While the psychedelic elements of the album often draws comparisons to The Beatles’ Sgt. Pepper’s Lonely Hearts Club Band album, it is perhaps more closely related to the Fab Four’s “White” Album or Sly and the Family Stone’s There’s a Riot Goin’ On, with its eclectic mix of styles, somewhat underwhelming recording quality, and innate desire to push the boundaries. Around the World in a Day would fall short of the sales of Purple Rain, but it would go double-platinum, selling two-million copies.
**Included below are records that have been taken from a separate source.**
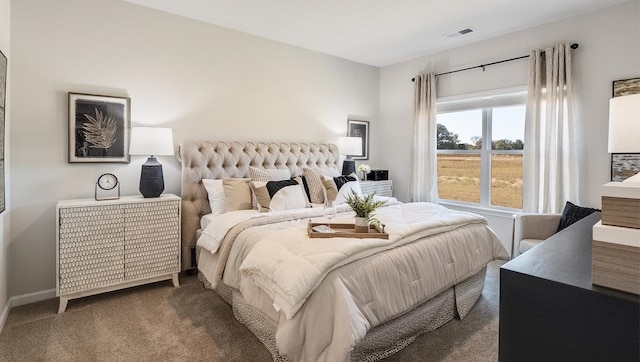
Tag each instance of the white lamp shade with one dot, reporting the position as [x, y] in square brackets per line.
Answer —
[624, 124]
[350, 145]
[151, 141]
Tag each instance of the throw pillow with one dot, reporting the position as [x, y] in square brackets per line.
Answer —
[339, 188]
[573, 213]
[237, 193]
[279, 195]
[215, 193]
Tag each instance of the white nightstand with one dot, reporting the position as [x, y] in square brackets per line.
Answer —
[114, 244]
[381, 188]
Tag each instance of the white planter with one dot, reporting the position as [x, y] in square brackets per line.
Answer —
[362, 226]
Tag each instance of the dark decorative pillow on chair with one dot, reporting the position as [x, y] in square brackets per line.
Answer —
[573, 213]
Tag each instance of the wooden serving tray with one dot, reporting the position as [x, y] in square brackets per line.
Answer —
[345, 231]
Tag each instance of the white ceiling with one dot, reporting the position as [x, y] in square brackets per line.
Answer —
[376, 32]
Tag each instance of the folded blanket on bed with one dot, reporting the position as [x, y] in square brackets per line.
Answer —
[289, 266]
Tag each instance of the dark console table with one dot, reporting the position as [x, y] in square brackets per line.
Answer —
[550, 311]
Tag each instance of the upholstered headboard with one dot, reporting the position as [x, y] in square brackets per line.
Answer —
[216, 160]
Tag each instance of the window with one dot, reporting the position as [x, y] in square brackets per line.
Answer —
[472, 171]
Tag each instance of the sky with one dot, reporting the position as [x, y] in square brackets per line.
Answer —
[508, 123]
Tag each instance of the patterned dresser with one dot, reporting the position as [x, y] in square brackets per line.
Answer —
[107, 245]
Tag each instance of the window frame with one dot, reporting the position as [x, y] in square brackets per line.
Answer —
[486, 102]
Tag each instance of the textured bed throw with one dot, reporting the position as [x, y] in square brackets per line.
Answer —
[289, 270]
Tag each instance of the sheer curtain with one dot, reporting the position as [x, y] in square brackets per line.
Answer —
[550, 154]
[424, 173]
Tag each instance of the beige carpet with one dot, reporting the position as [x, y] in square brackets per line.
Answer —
[160, 323]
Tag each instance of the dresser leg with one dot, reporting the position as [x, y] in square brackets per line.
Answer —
[63, 304]
[174, 279]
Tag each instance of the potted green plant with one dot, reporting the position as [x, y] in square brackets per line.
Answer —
[364, 206]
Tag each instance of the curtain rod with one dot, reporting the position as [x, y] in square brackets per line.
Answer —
[573, 46]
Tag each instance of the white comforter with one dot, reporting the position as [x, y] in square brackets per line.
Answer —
[329, 293]
[289, 270]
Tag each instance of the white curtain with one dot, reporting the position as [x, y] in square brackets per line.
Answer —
[424, 173]
[550, 154]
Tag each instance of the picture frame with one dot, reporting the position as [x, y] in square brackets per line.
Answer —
[624, 87]
[99, 128]
[624, 165]
[358, 128]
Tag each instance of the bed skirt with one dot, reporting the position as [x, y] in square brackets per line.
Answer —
[381, 341]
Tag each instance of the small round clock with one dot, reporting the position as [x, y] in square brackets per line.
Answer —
[107, 182]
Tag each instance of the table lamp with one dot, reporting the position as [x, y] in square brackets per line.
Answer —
[349, 146]
[616, 238]
[152, 142]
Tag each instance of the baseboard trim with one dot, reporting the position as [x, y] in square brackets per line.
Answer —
[4, 315]
[23, 299]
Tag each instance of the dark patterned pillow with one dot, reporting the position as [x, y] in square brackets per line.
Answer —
[279, 195]
[573, 213]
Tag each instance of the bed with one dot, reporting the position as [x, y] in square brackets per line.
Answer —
[362, 301]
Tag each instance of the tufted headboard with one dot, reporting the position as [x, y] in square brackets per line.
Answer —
[216, 160]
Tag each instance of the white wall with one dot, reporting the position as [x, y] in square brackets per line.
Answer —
[5, 46]
[609, 49]
[204, 81]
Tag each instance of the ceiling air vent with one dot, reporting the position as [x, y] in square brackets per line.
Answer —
[458, 33]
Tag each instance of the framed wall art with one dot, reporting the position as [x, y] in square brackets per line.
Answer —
[3, 100]
[99, 128]
[625, 165]
[359, 129]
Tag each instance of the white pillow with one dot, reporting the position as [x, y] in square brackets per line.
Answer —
[269, 174]
[215, 192]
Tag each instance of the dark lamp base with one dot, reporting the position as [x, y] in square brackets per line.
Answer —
[151, 179]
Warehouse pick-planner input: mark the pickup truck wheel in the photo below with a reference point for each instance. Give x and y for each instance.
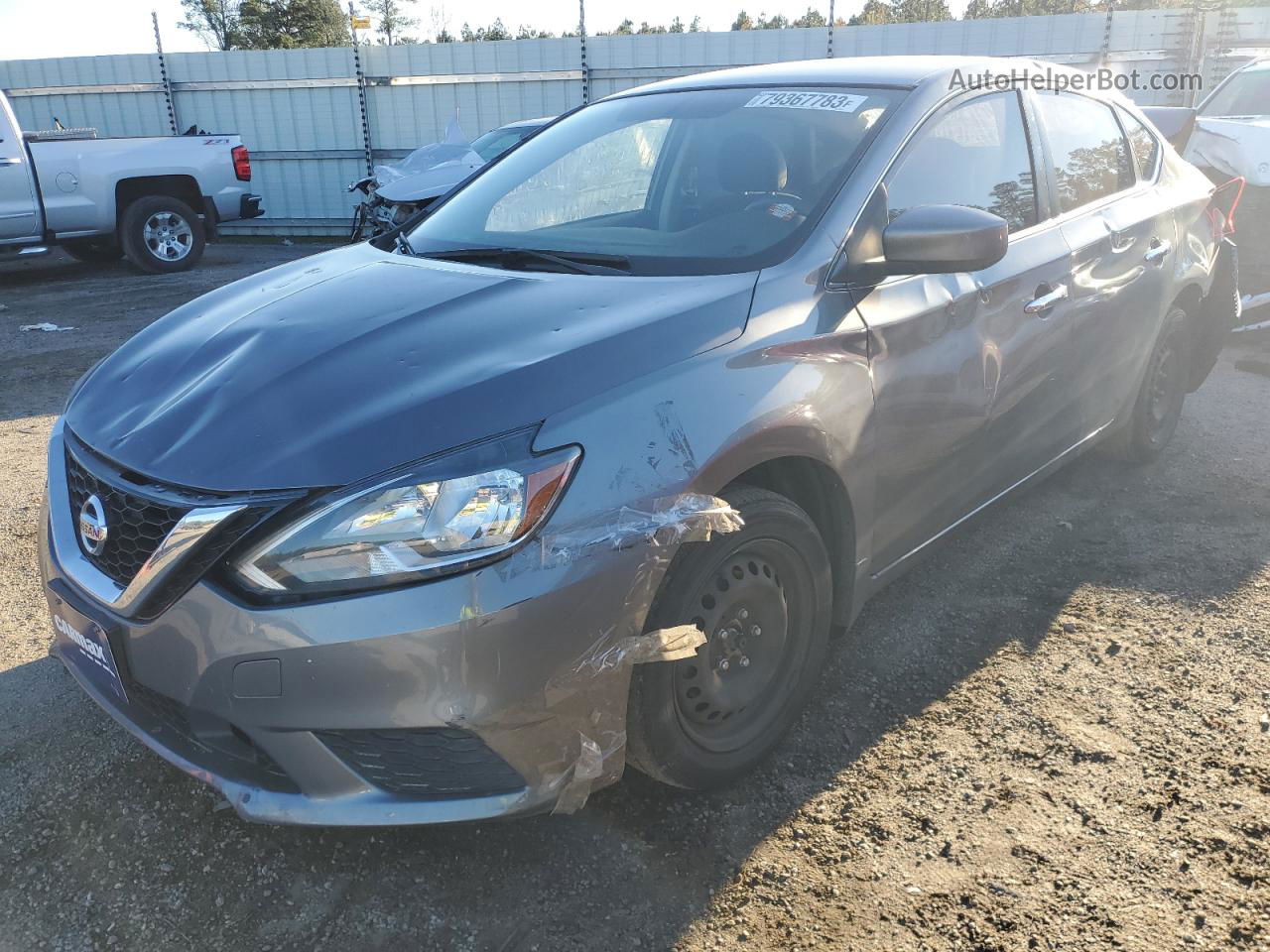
(162, 235)
(94, 250)
(1159, 405)
(763, 598)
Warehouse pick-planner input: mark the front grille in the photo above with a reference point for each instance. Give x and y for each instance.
(430, 763)
(135, 525)
(244, 763)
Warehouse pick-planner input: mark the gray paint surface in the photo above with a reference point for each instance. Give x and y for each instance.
(282, 102)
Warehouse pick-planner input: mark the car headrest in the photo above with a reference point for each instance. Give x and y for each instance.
(749, 163)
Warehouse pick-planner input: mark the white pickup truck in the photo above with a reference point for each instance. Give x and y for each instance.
(155, 199)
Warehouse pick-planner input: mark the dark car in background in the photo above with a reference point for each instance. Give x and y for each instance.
(585, 466)
(397, 191)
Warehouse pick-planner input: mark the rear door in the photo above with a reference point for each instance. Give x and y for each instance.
(970, 386)
(19, 211)
(1121, 238)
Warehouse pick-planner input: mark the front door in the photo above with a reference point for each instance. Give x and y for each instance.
(18, 217)
(1121, 240)
(969, 372)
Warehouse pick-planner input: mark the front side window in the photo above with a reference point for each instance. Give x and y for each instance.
(1091, 158)
(1144, 146)
(974, 155)
(698, 181)
(1246, 93)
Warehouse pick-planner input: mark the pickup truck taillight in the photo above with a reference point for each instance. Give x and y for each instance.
(241, 163)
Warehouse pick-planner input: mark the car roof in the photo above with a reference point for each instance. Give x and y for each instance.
(520, 123)
(903, 71)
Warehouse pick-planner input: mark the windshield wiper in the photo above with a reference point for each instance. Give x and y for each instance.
(403, 244)
(568, 262)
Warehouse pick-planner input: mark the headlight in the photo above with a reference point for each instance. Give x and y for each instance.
(435, 517)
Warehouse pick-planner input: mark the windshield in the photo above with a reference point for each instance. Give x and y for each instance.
(702, 181)
(1243, 94)
(494, 143)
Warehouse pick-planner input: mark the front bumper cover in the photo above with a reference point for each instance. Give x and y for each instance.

Most of the fans unfamiliar with Prince’s previous, less commercial efforts, such as sides 3 and 4 of 1999 or Dirty Mind would fall away, and Prince would continue to expand his sound after this album, which more than any, allowed him to break from the pressure of Purple Rain.
Audio Quality
[Rating:3.5/5]
These high-res Prince downloads from Warner via HDtracks seem to simply be high resolution transfers of the available masters rather than actual, full-blown remasters, per se. The sound of the albums is really not that vastly different from what we have heard for years on the currently available CDs, apart from a bit of the “digititis”, so to speak, being gone. Around the World in a Day, here reviewed in its 192kHz/24-bit lossless FLAC download (also available as 96kHz/24-bit) has always been a bit of a high-ended recording with little low end and cymbals that sound pretty hot. It remains so here, though there’s just a bit more clarity, such as on tracks like “Condition of the Heart” where some of the orchestration and background vocals peek through more. “Tambourine” has just a little more midrange punch in the drumming, but “Raspberry Beret” sounds just as high-ended as it always has. You might be just as well served with the lower sampling rate (at a lower price) as you would be with the 192kHz version for this release.
Supplemental Materials
[Rating:0/5]
Just high-resolution cover art in PDF form.
The Definitive Word
Overall:
[Rating:3.5/5]
Around the World in a Day is one of Prince’s more difficult and inconsistent albums from his rich, most prolific period. Still, it provides some of his best songs, including the “Take Me With U” sequel “Raspberry Beret”, the anti-drug funk/pop “Pop Life”, and the distorted guitar psychedelia of “Paisley Park”. The more you listen to this album over time, the better it gets and the more joy it yields.